A intervenção no restaurante contemporâneo La Centrale, produzida
por Bernard Khoury, transformou uma edificação residencial dos anos
1920. As paredes existentes guardam as marcas da guerra civil libanesa
de 1975 a 1990, que levou o edifício ao estado de ruína. A proposta era
manter o próprio caráter do desgaste das paredes que, tendo o
revestimento exterior quase que completamente removido, deixava ver
a técnica construtiva com paredes de pedra autoportantes. Destaca-se
a estabilização da fachada, realizada com uma estrutura em aço,
formando painéis como uma malha, francamente exposta,
sobrepondo-se à ruína – um visível contraste com a edificação. A malha
envolve a ruína como uma gaiola. Trata-se de uma diferenciação em
dissonância, conflito até, em que passado e presente disputam em uma
dialética sem síntese que engendra uma tensão sobre a resistência.
Tanto do exterior como do interior, a presença da ruína torna-se frágil.
Uma contenção em concreto moldado in loco sustenta internamente
as paredes, que são revestidas por tramados em madeira que deixam
ver os cheios e vazios da edificação original apenas como efeitos
poéticos fantasmagóricos de luz e sombra. Ao estriar a ruína com a
estrutura metálica, a intervenção mantém viva a lembrança da
violência, engendrando a evocação da memória da dor presente no
edifício – uma experiência próxima ao terror do sublime.
SUMÁRIO
4
CONCLUSÃO
Reconhecemos em nossas análises que analogia e contraste,
consonância e dissonância, reciprocidade e conflito, sob diferentes
aspectos, podem ser encontrados inclusive numa mesma obra.
Independente da materialidade escolhida é a interpretação do
encontro com a ruína, nas junções e detalhes, e sua percepção
enquanto fenômeno que nos levará à crítica sobre sua valorização. O
caráter de diferença do presente deve sempre buscar uma relação em
que o fenômeno passado-presente, promovendo uma resignificação
valorize a ruína como lugar de memória e lugar da fruição estética –
capaz de emocionar e desnaturalizar nosso modo de ver o mundo.

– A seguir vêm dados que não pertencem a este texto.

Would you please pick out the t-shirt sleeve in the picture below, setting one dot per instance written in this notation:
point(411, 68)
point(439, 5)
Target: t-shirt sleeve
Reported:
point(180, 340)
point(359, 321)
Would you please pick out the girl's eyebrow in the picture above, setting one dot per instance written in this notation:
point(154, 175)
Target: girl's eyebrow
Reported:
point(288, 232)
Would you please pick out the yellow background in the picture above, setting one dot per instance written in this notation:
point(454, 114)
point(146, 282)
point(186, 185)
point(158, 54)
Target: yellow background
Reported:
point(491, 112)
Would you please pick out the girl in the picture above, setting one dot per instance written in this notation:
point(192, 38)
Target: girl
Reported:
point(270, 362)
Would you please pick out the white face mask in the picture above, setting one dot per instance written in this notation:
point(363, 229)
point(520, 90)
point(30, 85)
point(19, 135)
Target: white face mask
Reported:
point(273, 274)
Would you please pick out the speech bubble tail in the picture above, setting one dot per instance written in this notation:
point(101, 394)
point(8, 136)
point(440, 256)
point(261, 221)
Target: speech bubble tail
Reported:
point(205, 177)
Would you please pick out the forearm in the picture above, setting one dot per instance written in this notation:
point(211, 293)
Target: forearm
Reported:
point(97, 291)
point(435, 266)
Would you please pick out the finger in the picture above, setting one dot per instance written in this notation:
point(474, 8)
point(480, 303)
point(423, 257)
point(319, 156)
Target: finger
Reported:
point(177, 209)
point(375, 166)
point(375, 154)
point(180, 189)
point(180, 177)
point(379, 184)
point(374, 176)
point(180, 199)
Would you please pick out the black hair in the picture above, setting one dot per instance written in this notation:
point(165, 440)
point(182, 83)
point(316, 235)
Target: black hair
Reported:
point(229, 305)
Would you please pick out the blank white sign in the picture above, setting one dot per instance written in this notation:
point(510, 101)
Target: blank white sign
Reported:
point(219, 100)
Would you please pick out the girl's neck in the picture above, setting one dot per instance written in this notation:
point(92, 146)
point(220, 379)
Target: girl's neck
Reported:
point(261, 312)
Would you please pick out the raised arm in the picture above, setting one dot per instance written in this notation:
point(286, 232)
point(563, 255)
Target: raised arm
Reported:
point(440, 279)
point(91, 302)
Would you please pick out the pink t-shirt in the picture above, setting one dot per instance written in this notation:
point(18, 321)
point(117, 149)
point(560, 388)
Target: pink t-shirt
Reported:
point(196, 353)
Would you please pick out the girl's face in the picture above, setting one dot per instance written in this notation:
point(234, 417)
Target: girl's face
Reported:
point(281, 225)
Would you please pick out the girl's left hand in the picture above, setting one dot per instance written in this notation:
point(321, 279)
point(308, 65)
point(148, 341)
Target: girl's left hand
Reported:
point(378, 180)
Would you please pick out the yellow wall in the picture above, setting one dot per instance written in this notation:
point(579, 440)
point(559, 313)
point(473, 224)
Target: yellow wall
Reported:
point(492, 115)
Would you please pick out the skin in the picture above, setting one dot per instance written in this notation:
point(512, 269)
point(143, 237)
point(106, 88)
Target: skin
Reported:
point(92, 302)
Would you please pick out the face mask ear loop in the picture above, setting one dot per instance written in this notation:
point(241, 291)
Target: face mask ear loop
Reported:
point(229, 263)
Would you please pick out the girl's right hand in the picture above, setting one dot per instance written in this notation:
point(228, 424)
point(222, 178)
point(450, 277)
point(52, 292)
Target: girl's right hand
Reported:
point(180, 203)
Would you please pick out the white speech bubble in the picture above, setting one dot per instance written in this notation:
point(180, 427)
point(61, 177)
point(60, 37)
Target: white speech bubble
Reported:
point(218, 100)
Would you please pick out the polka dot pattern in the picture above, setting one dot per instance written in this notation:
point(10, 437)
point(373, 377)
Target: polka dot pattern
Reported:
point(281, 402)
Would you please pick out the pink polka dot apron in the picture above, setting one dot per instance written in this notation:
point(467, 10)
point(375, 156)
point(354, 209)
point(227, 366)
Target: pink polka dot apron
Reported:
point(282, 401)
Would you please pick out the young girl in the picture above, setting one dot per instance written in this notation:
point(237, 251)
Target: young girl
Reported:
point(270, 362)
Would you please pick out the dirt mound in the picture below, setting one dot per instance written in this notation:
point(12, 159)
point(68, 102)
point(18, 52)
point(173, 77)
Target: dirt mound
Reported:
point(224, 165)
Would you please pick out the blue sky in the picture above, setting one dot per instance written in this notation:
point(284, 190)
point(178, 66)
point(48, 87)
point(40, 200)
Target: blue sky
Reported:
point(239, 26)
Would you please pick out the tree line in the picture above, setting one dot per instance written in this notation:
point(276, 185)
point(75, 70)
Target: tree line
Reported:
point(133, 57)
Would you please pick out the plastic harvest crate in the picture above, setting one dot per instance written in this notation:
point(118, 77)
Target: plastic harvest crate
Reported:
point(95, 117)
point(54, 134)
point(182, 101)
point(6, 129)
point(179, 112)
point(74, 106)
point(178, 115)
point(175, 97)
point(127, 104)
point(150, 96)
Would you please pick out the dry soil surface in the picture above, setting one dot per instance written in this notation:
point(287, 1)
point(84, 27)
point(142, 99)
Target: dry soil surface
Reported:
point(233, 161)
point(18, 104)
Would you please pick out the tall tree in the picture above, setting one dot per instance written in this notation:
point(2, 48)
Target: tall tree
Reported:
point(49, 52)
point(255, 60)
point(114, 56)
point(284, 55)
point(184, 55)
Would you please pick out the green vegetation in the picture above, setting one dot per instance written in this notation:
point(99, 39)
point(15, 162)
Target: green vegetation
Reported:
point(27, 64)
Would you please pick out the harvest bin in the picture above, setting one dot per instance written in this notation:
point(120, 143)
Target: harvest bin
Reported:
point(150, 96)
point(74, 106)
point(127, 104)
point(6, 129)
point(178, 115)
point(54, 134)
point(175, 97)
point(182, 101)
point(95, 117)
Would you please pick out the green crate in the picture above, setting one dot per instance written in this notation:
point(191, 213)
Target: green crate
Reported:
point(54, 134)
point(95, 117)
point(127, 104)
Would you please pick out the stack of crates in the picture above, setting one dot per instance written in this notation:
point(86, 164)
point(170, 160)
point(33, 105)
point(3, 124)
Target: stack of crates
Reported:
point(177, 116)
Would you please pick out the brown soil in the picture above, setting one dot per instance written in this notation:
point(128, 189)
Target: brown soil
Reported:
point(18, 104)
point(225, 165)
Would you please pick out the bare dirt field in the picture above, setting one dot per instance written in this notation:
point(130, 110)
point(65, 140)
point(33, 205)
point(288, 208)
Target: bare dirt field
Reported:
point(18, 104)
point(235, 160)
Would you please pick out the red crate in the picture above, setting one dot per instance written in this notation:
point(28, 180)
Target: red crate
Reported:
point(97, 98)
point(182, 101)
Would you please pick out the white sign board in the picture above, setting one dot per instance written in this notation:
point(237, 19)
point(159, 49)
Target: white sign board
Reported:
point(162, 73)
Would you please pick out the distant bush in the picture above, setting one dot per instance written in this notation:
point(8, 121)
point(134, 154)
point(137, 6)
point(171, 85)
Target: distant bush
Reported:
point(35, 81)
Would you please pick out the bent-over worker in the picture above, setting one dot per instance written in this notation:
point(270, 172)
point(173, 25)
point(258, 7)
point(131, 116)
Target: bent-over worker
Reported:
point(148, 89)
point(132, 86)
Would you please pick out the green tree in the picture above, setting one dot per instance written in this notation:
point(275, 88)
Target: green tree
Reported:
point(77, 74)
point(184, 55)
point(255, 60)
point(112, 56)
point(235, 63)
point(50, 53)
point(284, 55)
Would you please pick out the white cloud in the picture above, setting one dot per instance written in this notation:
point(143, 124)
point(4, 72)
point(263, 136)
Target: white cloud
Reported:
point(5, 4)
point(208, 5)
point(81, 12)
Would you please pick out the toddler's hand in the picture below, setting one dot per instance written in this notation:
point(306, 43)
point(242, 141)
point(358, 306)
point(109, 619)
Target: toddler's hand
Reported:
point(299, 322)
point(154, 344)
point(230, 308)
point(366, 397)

Dada a riqueza das ruínas em sua ambiguidade entre arquitetura e
natureza, as intervenções, enquanto poética, devem preservar a tensão
entre opostos como forma de reinterpretá-la em suas características de
pitoresco e sublime, fragmentação, limites espaciais imprecisos,
unicidade de tom, contrastes de luz e sombra e especialmente,
expressão material. Neste trabalho afirmamos a exploração da
tectônica no diálogo antigo-novo como possível abordagem de
projeto, reconhecendo-a como um valor no passado e no presente,
poiésis constitutiva da arte da arquitetura através dos tempos.